Only 23 percent of our 350 congregations are showing growth in average worship attendance, Ough said. This number needs to be at least 40 percent in order for us to become a conference growing in average worship attendance. He pointed to Minnetonka UMC as an Acts 2 Congregation that has built its growth in numbers and vitality around the practice of passionate worship (watch video).
Intentional faith formation: Out of a concern that people grow in their love of God and neighbor and be formed into the image of Christ for the sake of the world, Acts 2 Congregations ensure that all followers of Jesus, from grandparents to toddlers, mature in faith and grow in discipleship through learning, nurture, and accountability in small groups, Ough said.
In Minnesota, the total number of small groups, including Sunday school, increased by 4 percent in 2016. We also had an 8 percent increase over 2015 in the number of young adults in small group ministries (on top of a 5 percent increase last year). Nearly 25,000 persons participated in Christian formation groups through our congregations in 2016. Ough pointed to Hilltop UMC in Mankato as an Acts 2 Congregation in which intentional faith formation within small groups is key to its growth and vitality (watch video).
Risk-taking mission and service: Acts 2 Congregations help persons identify and claim their unique mission and service, said Ough. They challenge unjust systems that impoverish and dehumanize persons. They take risks to engage the hurts and hopes of the world precisely because the Holy Spirit compels them to incarnate Christ’s unconditional, self-denying, life-giving love.
The total number of Minnesota United Methodists engaged in mission has increased 6 percent since 2014—and the number of people sent out on Volunteers in Mission teams increased by 13 percent in 2016. Our congregations served 259,834 persons through community outreach, justice, and mercy ministries last year—representing a 15 percent year-over-year increase.
Extravagant generosity: Acts 2 Congregations invite people to align their hearts and resources with God’s purposes. They have discovered that generosity enlarges the soul, realigns priorities, connects people to the body of Christ, and expands Christ’s mission, said Ough. Acts 2 Congregations model that generosity and understand that it is at the heart of discipleship.

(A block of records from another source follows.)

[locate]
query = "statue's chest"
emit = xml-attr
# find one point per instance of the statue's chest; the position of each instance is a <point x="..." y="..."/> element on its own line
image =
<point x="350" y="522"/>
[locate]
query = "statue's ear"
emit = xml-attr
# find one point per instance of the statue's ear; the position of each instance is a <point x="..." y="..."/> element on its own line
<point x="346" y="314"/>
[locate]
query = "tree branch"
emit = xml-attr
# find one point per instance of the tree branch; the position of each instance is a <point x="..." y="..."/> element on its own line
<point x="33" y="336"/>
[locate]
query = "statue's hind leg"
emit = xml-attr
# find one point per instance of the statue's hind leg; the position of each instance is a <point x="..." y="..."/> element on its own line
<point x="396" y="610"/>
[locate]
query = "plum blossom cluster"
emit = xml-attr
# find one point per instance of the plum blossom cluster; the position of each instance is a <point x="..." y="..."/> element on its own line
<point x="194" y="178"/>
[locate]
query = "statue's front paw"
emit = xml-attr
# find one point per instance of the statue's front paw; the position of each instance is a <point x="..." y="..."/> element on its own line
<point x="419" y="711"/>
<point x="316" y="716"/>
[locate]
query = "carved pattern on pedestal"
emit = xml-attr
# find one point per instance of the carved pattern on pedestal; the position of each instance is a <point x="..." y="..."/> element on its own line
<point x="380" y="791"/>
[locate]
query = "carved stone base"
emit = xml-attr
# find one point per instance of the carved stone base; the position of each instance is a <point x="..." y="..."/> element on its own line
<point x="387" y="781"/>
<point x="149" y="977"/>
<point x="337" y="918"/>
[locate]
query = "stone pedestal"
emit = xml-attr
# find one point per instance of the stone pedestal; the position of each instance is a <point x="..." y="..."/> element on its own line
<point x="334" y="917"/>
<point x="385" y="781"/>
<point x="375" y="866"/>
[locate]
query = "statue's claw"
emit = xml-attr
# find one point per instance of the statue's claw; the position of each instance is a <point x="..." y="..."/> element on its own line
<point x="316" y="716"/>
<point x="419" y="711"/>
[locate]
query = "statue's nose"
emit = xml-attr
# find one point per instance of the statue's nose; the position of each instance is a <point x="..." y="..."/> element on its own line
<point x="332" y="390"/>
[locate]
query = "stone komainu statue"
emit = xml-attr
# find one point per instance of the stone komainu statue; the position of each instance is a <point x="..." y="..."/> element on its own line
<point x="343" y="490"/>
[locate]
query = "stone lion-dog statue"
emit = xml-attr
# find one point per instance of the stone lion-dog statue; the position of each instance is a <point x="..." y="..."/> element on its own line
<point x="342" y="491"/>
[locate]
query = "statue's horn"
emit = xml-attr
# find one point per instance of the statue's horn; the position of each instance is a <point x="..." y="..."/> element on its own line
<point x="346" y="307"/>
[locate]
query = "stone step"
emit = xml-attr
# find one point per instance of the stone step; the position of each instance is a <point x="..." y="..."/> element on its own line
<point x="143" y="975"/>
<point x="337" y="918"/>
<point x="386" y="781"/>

In 2016, Minnesota churches gave $10.7 million, including apportionments, to serve others; this represents a 4 percent increase from 2015. We now stand at more than $3.7 million given or pledged to our Reach · Renew · Rejoice initiative.
All of these provide evidence of the Spirit’s work among us, but the infusing of the Spirit goes far beyond just numbers, Ough said. The work of the Spirit is to fill what Pascal called the “God-shaped emptiness inside us.”
“We are incorporated into God’s mission—we become a part of God’s reconciling, transformative mission—through the Holy Spirit living within us,” Ough said, adding that his unceasing breath prayer is simply, “Come, Holy Spirit. Come; fill me.”
Standing in the way of such fullness, however, are any number of things that might crowd the space in which the Spirit might work. Fears, doubts, and feelings of insecurity block God’s ability to flood churches and leaders with imagination. Deceit and resistance to change stifle God’s purposes. Exclusionary practices, prejudice, scarcity, and complacency also keep God’s people from living fully and joyfully.
“Here is the gospel truth: When our hearts are filled with the fullness of God…they overflow with love,” said Ough. “The love must go somewhere; it cannot be contained. That is what happened at Pentecost. This is what gave rise to the Acts 2 church. This is what fueled the Christ movement. When the God-shaped emptiness that only God can fill is filled with the fullness of God, everything is turned upside-down.”
Christa Meland is director of communications for the Minnesota Annual Conference of the United Methodist Church.